Gosh! Who knew lesbians all looked the same!
Most damningly, 'I'm a Female' reinforces some of the most damaging societal constructs about sex. To wit, your relationship is OK if you are having sex multiple times a week with animalistic frenzy. If not—watch out! Your sexuality and/or your relationship are profoundly defective.
So much for the school of thought that argues sexuality and relationships are defined by more than the mechanics and frequency of intercourse.
Beauchamp wrote I'm a Female after conducting interviews with single men, asking them intimate questions about what they looked for in women. Her idea was to write a book in order to help out the single women of the world catch a fella. We won't get into a discussion over whether a women are best served reading books about trying to understand men when they could be immersed in the works of, say, Dorothy Allison or Truman Capote to name just two.

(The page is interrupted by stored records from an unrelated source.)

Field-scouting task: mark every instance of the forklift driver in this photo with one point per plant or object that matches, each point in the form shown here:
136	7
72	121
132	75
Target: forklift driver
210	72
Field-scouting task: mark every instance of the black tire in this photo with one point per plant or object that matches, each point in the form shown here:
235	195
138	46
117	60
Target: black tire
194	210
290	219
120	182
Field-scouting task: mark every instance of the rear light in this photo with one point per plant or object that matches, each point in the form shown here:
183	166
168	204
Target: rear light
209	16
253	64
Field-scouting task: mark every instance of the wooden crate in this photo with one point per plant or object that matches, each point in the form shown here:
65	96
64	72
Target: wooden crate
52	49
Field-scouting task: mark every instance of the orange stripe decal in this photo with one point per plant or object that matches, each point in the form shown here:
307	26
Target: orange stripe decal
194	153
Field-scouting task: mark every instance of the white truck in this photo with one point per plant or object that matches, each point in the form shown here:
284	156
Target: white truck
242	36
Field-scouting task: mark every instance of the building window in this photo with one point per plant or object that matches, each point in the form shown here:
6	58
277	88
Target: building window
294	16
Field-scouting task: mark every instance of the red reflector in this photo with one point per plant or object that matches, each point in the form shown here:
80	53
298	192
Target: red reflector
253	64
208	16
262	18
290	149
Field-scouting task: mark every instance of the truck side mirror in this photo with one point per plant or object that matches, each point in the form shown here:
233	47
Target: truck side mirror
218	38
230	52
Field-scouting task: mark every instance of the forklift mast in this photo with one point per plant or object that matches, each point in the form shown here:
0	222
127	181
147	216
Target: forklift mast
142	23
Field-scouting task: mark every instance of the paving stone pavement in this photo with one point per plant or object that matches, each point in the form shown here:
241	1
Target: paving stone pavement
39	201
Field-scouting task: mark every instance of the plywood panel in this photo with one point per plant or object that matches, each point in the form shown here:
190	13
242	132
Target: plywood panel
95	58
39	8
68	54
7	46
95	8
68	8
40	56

Since Beauchamp doesn't plug her book in the program for the play, one has to assume publishers took a pass.
Smart move.
Set primarily in a Chicago bar, I'm a Female centers on Julia's efforts to interview men and Shelly's forays into the dating scene.
From the get-go, Shelly's character is sullen, churlish and contemptuously dismissive of everyone she meets. Why anyone would want to date somebody so obviously disgusted with the entire human race is beyond me, but hey, let's go along with the story just for the heck of it.
After Shelly snaps sardonically at a New Yorker named Sam ( Nick Leininger ) , he falls in love with her. Then Sam returns to New York, and Shelly continues dating in Chicago. She meets and dates a number of garishly cartoonish characters ( the gay guy, a nerd, a rock star wannabe, a weird Francophile ) , as her sister cheers her on and conducts interviews and copes with the disintegration of her own marriage.
The show is punctuated by men delivering monologues on their sex lives and interactions with women.
The first act climaxes—absolutely no pun intended—in one of the most contrived cliffhangers this side of a Friday episode of All My Children.
As things progress, Sam eventually shows up again and ... well, we wouldn't dream of giving this tidy, predictable ending away.
From this wasteland, there emerges an actor who bears watching in the future. She's Emily Lotspeich, a charismatic, intriguing presence who plays—sigh—the token 'slut' in the show.